I'm looking for a reasonable definition of a function weighted_sample
that does not return just one random index for a list of given weights (which would be something like
def weighted_choice(weights, random=random):
""" Given a list of weights [w_0, w_1, ..., w_n-1],
return an index i in range(n) with probability proportional to w_i. """
rnd = random.random() * sum(weights)
for i, w in enumerate(weights):
if w<0:
raise ValueError("Negative weight encountered.")
rnd -= w
if rnd < 0:
return i
raise ValueError("Sum of weights is not positive")

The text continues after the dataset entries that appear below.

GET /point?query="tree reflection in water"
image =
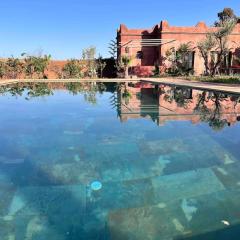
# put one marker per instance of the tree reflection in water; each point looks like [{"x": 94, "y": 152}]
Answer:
[{"x": 180, "y": 103}]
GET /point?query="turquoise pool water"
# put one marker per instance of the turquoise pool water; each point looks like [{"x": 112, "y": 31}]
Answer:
[{"x": 116, "y": 162}]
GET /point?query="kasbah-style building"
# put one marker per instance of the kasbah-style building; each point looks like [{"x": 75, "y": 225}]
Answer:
[{"x": 147, "y": 47}]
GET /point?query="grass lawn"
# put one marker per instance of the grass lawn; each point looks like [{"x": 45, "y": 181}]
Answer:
[{"x": 217, "y": 79}]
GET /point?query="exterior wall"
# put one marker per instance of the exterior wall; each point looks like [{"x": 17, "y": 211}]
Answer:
[{"x": 156, "y": 55}]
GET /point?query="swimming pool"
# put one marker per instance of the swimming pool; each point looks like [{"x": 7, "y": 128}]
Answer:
[{"x": 118, "y": 161}]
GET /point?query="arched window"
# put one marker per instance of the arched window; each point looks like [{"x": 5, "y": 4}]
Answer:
[{"x": 139, "y": 55}]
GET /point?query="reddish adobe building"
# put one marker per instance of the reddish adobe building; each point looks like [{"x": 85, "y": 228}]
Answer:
[{"x": 147, "y": 47}]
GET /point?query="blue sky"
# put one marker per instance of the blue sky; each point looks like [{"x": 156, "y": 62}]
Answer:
[{"x": 64, "y": 27}]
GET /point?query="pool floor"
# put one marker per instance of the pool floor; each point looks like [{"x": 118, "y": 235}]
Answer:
[{"x": 177, "y": 181}]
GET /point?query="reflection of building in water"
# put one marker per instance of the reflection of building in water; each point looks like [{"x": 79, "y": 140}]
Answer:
[{"x": 164, "y": 103}]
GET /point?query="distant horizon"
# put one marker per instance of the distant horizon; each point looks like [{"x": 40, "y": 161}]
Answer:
[{"x": 63, "y": 28}]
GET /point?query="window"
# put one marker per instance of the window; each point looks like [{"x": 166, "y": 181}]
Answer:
[{"x": 139, "y": 55}]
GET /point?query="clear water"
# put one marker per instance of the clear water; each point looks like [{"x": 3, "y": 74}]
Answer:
[{"x": 111, "y": 162}]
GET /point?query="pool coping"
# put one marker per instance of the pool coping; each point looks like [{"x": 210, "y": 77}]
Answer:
[{"x": 220, "y": 87}]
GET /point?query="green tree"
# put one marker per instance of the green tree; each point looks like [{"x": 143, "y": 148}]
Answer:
[
  {"x": 36, "y": 65},
  {"x": 88, "y": 55},
  {"x": 123, "y": 65},
  {"x": 73, "y": 69},
  {"x": 2, "y": 69},
  {"x": 112, "y": 49},
  {"x": 13, "y": 68},
  {"x": 179, "y": 59},
  {"x": 101, "y": 65},
  {"x": 216, "y": 43},
  {"x": 224, "y": 16}
]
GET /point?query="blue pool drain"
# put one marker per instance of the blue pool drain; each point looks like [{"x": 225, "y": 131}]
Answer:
[{"x": 96, "y": 185}]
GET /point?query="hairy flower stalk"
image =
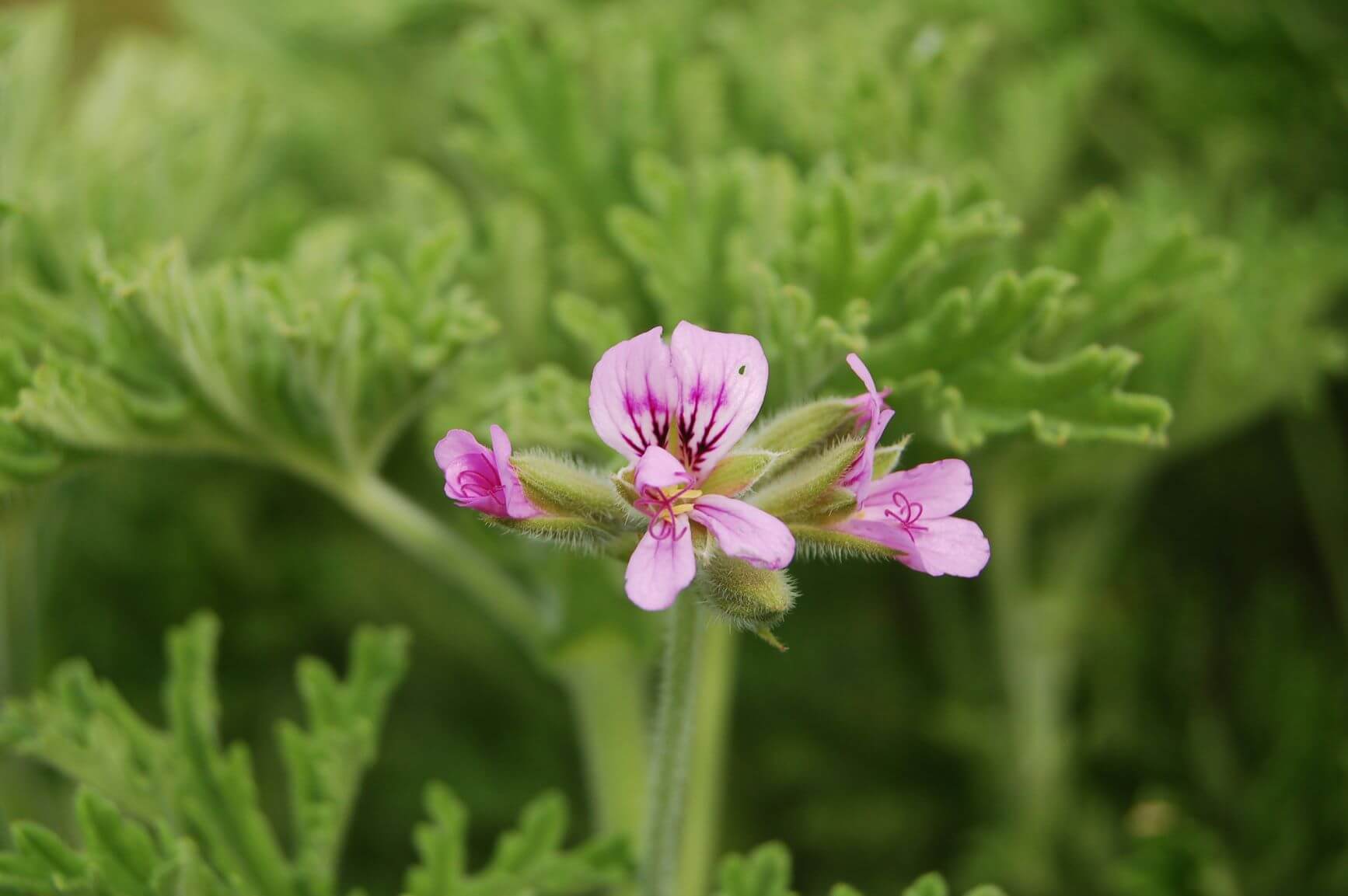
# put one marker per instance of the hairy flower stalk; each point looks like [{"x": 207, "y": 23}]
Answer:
[
  {"x": 677, "y": 414},
  {"x": 677, "y": 411}
]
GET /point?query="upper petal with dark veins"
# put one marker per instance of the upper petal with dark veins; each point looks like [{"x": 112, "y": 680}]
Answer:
[
  {"x": 721, "y": 379},
  {"x": 633, "y": 395}
]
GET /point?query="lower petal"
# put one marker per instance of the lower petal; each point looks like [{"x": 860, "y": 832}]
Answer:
[
  {"x": 661, "y": 567},
  {"x": 948, "y": 546},
  {"x": 745, "y": 531}
]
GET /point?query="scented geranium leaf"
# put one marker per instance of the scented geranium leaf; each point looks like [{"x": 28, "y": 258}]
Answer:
[
  {"x": 765, "y": 872},
  {"x": 527, "y": 860},
  {"x": 962, "y": 365},
  {"x": 739, "y": 472},
  {"x": 33, "y": 60},
  {"x": 197, "y": 795},
  {"x": 1131, "y": 273},
  {"x": 314, "y": 364},
  {"x": 325, "y": 762},
  {"x": 121, "y": 853},
  {"x": 42, "y": 863},
  {"x": 591, "y": 326},
  {"x": 82, "y": 728}
]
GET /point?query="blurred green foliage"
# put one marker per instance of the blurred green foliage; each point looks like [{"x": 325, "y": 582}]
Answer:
[{"x": 1099, "y": 247}]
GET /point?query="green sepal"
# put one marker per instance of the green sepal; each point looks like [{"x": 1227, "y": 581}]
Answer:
[
  {"x": 835, "y": 506},
  {"x": 805, "y": 427},
  {"x": 561, "y": 486},
  {"x": 745, "y": 596},
  {"x": 815, "y": 542},
  {"x": 565, "y": 531},
  {"x": 887, "y": 458},
  {"x": 739, "y": 472},
  {"x": 794, "y": 493}
]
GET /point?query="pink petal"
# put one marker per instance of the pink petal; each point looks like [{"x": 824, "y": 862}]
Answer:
[
  {"x": 940, "y": 488},
  {"x": 633, "y": 394},
  {"x": 745, "y": 531},
  {"x": 658, "y": 469},
  {"x": 661, "y": 567},
  {"x": 721, "y": 382},
  {"x": 516, "y": 503},
  {"x": 947, "y": 546},
  {"x": 471, "y": 475}
]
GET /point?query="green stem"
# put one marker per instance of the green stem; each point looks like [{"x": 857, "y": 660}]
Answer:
[
  {"x": 607, "y": 685},
  {"x": 604, "y": 679},
  {"x": 669, "y": 760},
  {"x": 707, "y": 764},
  {"x": 442, "y": 550}
]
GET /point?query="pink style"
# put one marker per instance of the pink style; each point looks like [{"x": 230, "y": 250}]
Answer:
[{"x": 676, "y": 411}]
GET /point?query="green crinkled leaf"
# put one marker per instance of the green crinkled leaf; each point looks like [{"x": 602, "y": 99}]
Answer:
[
  {"x": 314, "y": 364},
  {"x": 815, "y": 542},
  {"x": 571, "y": 532},
  {"x": 562, "y": 486},
  {"x": 183, "y": 780},
  {"x": 739, "y": 472},
  {"x": 765, "y": 872},
  {"x": 327, "y": 760},
  {"x": 529, "y": 859}
]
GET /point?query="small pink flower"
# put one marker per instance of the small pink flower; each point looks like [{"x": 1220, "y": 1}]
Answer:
[
  {"x": 676, "y": 410},
  {"x": 910, "y": 511},
  {"x": 481, "y": 479}
]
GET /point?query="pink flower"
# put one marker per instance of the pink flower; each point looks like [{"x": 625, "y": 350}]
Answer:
[
  {"x": 910, "y": 511},
  {"x": 676, "y": 410},
  {"x": 481, "y": 479}
]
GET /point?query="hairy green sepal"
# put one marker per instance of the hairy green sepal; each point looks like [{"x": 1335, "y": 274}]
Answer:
[
  {"x": 564, "y": 488},
  {"x": 801, "y": 490},
  {"x": 746, "y": 596}
]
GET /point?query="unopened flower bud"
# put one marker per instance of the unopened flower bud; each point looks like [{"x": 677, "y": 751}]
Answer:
[{"x": 747, "y": 597}]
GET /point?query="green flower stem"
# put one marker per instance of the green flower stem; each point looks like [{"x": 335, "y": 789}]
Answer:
[
  {"x": 669, "y": 759},
  {"x": 707, "y": 763},
  {"x": 607, "y": 685},
  {"x": 442, "y": 550},
  {"x": 604, "y": 679},
  {"x": 1039, "y": 626}
]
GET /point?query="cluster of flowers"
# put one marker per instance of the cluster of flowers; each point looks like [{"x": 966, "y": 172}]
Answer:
[{"x": 677, "y": 413}]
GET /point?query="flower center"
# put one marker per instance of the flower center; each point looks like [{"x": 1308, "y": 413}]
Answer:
[
  {"x": 475, "y": 484},
  {"x": 906, "y": 514},
  {"x": 662, "y": 506}
]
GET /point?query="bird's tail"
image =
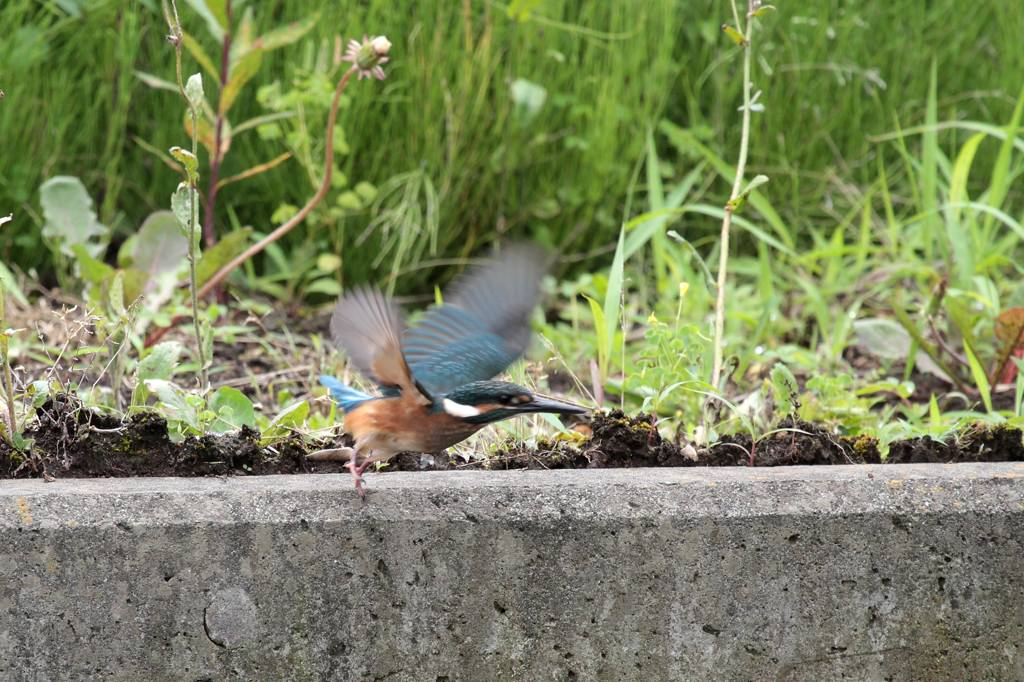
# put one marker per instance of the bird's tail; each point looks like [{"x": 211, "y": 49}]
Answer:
[{"x": 347, "y": 397}]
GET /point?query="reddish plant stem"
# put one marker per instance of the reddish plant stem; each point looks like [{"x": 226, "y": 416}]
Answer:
[
  {"x": 209, "y": 236},
  {"x": 322, "y": 192}
]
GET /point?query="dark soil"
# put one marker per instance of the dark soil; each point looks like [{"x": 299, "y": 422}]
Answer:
[{"x": 71, "y": 441}]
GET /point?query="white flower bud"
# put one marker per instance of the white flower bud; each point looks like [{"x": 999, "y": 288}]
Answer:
[{"x": 381, "y": 45}]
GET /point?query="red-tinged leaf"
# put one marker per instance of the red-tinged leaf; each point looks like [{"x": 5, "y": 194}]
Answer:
[
  {"x": 1010, "y": 333},
  {"x": 1010, "y": 326}
]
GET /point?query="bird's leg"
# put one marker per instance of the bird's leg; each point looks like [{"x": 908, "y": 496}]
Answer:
[
  {"x": 332, "y": 455},
  {"x": 357, "y": 470}
]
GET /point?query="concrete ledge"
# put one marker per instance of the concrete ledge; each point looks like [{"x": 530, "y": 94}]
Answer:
[{"x": 862, "y": 572}]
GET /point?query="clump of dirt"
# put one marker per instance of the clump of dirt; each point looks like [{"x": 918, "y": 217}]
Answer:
[
  {"x": 70, "y": 441},
  {"x": 613, "y": 440},
  {"x": 792, "y": 442},
  {"x": 73, "y": 441},
  {"x": 976, "y": 443}
]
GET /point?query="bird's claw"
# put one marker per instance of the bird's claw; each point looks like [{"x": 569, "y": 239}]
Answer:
[{"x": 357, "y": 478}]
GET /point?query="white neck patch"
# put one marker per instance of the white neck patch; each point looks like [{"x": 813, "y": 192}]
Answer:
[{"x": 460, "y": 410}]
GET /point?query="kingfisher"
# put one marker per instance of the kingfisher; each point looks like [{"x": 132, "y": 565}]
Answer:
[{"x": 436, "y": 379}]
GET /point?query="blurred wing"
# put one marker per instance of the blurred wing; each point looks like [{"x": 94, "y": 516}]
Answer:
[
  {"x": 483, "y": 325},
  {"x": 369, "y": 327}
]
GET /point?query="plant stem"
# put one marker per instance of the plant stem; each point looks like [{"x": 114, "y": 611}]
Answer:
[
  {"x": 176, "y": 36},
  {"x": 723, "y": 261},
  {"x": 211, "y": 194},
  {"x": 8, "y": 381},
  {"x": 222, "y": 273}
]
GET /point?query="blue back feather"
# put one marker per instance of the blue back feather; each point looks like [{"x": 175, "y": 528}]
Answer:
[{"x": 347, "y": 397}]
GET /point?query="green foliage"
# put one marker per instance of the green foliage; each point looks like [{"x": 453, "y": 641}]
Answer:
[{"x": 70, "y": 217}]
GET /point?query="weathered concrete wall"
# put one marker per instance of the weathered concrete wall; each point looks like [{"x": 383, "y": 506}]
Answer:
[{"x": 802, "y": 573}]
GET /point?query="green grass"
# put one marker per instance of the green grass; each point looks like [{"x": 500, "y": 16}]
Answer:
[{"x": 611, "y": 72}]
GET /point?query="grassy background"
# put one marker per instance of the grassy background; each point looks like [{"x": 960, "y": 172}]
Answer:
[{"x": 834, "y": 74}]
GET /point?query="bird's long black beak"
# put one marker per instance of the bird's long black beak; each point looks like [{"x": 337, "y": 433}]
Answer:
[{"x": 545, "y": 403}]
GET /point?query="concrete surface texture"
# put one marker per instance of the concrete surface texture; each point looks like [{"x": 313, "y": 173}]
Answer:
[{"x": 866, "y": 572}]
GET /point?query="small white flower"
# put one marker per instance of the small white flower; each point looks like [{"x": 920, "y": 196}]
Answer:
[
  {"x": 381, "y": 45},
  {"x": 369, "y": 55}
]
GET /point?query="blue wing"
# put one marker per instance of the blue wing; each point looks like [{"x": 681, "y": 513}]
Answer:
[
  {"x": 369, "y": 327},
  {"x": 482, "y": 327},
  {"x": 347, "y": 397}
]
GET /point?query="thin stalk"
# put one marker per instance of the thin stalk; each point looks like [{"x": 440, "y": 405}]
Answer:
[
  {"x": 176, "y": 39},
  {"x": 8, "y": 380},
  {"x": 723, "y": 260},
  {"x": 217, "y": 157},
  {"x": 325, "y": 186}
]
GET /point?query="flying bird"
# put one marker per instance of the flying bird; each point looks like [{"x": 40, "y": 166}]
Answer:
[{"x": 436, "y": 379}]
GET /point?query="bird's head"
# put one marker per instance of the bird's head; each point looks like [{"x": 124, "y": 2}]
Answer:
[{"x": 486, "y": 401}]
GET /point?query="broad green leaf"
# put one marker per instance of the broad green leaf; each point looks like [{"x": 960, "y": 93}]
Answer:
[
  {"x": 160, "y": 247},
  {"x": 232, "y": 410},
  {"x": 194, "y": 90},
  {"x": 520, "y": 10},
  {"x": 70, "y": 217},
  {"x": 328, "y": 262},
  {"x": 734, "y": 35},
  {"x": 92, "y": 270},
  {"x": 889, "y": 340},
  {"x": 173, "y": 402},
  {"x": 242, "y": 72},
  {"x": 292, "y": 417},
  {"x": 160, "y": 361},
  {"x": 221, "y": 253},
  {"x": 737, "y": 203},
  {"x": 184, "y": 205},
  {"x": 527, "y": 97}
]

to give a categorical distribution with constant weights) but a random sample of k
of those, without replacement, just as random.sample
behaves compared to random.choice
.
Just as weighted_choice
can be written as
lambda weights: random.choice([val for val, cnt in enumerate(weights)
for i in range(cnt)])
weighted_sample
could be written as
lambda weights, k: random.sample([val for val, cnt in enumerate(weights)
for i in range(cnt)], k)
but I would like a solution that does not require me to unravel the weights into a (possibly huge) list.
Edit: If there are any nice algorithms that give me back a histogram/list of frequencies (in the same format as the argument weights
) instead of a sequence of indices, that would also be very useful.